For some, the widespread use of social media, and information and communication technologies (ICT) has brought an acceptance of the decline of privacy. This perspective is particularly strong in judgments overlooking violations of privacy when the victim has willingly shared sexual content. The technological ease of sharing information is shifting behaviours, especially among youth and young adults whose engagement with and through social media and ICT is pervasive and personal. Where some might suggest the only way to maintain privacy is to not share private information, a new technological context is fostering new expectations.
This article challenges traditional expectations of privacy by exploring the practice of sexting – sending sexually explicit images or messages via the Internet or mobile phones – as a form of consensual communication. Rather than inviting violations, those who sext take care of their reputation and make effort to preserve privacy online.
This study explores the expectations of privacy surrounding the practice of sexting. Through an online survey and focus group, participants were presented with two scenarios that involved sexting. They were then asked what privacy might reasonably be anticipated by the person who shared the sexual content, as well as asked whether they themselves would further distribute the material.

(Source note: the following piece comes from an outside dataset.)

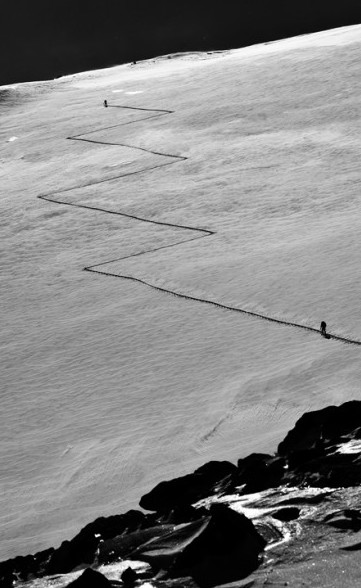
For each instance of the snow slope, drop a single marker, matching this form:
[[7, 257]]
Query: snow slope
[[109, 385]]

The majority of respondents indicated it is rarely or never okay for someone to share a sext further without the permission of the original sender. The reaction to a privacy violation depends on the nature of the relationship and how the content was shared. When the sender and recipient are dating, expectations of privacy increase with the length of a relationship so that there is a greater expectation of protecting privacy in longer-term relationships. The most acceptable form of sharing was a recipient showing the content on their own phone. Increasingly public methods with greater potential for wider distribution, such as forwarding the message or posting to the web, were indicated by respondents as progressively more inappropriate. All participants expressed high expectations for privacy, with 90% of women and 80% of men indicating sharing was never acceptable.
People want privacy to coexist with the consensual sharing of sexual content. This is the root of context-specific privacy norms, which reveal that although people seek opportunities to share, the expectation of privacy remains. These expectations also shift, and may differ among populations of different ages and different levels of technology integration. Understanding the privacy expectations of a user group is an important tool for understanding the nuance of reasonable expectations of privacy in online communications and meeting their needs as customers. These findings could inform the design of safer sharing technology.
Privacy online is context specific. Sexting is considered to be a private activity. Providing software, systems and policy that support this expectation is important in providing a safe cyberspace.